SHANGHAI–China’s goal to become a consumption-driven economy will lead to sustained demand growth for the global stainless steel market, said a top executive from the world’s largest stainless steel producer, Outokumpu Oyi (OUT1V.HE).
Despite analysts being divided over how long China’s economic rebound may last, “China is a growth engine for us and will become a profitable market in the future,” said Austin Lu, president of Asia Pacific.
Although Europe is currently the company’s main market, China promises to be an important source of revenue in the coming years, as a result of government-planned reforms aimed at shifting from an export-dependant economic growth model to one driven by private consumption.
China currently accounts for half of Outokumpu’s business in the Asia-Pacific region, according to Mr.

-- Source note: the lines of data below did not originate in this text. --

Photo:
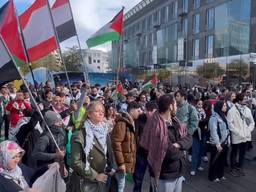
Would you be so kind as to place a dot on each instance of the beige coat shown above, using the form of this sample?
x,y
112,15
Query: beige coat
x,y
240,127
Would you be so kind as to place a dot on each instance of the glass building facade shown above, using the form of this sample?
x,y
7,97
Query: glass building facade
x,y
190,36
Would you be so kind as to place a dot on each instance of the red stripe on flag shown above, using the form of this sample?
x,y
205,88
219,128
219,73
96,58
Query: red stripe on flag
x,y
25,17
10,34
59,3
42,49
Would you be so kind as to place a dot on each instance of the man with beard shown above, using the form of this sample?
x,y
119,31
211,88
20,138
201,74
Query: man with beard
x,y
45,151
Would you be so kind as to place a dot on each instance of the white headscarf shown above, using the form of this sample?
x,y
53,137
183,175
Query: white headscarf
x,y
98,131
8,150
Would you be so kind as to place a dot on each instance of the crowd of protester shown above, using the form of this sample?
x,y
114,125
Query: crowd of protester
x,y
97,136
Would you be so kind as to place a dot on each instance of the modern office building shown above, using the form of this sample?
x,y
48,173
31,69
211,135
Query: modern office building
x,y
207,39
97,61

Lu. A growing urban population and an environmentally friendly society would mean more demand for sophisticated raw materials such as stainless steel, said Mr. Lu, estimating annual demand growth of 5%-6% from China until 2020.
Recent data showed resilient growth in China’s economy, offering the central government the freedom to focus on structural reforms such as financial liberalization, measures to promote labor mobility and a push for green energy.

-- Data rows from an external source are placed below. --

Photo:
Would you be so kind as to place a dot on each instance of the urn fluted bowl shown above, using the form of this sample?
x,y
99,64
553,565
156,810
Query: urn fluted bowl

China consumes 60% of global stainless steel supply. Stainless steel has widespread applications, ranging from silverware to high-rise edifices.

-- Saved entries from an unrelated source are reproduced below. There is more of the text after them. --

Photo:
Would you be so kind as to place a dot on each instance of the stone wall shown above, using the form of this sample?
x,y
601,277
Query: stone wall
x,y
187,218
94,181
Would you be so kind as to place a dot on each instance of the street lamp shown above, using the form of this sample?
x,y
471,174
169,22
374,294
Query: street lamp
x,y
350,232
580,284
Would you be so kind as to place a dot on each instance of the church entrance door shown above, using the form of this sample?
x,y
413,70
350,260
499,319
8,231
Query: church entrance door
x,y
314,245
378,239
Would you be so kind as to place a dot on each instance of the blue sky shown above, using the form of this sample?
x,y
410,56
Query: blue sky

Global commodity prices have remained under pressure since the beginning of the year, as investors are concerned that a slowdown in China, the world’s largest consumer for most commodities, would bring an end to elevated prices that have generated high returns over the past decade.
Outokumpu will focus on construction of skyscrapers and landmark projects in China in the coming years, given its global expertise in the area, while partnerships with Chinese state-owned companies in the energy sector are also likely to rise in the next two to three years, according to Mr. Lu.
In June, the company signed a strategic partnership agreement with Sinopec Group to supply stainless steel for use in piping to Sinopec subsidiary China Petrochemical International Co.
“Sinopec has a lot of liquefied natural gas projects, and those are what we’re looking to be involved in,” Mr. Lu said.
Mr. Lu also said his company hopes to eventually set up a fourth global research and development center in Shanghai. The company has R&D centers in Germany, Sweden and Finland.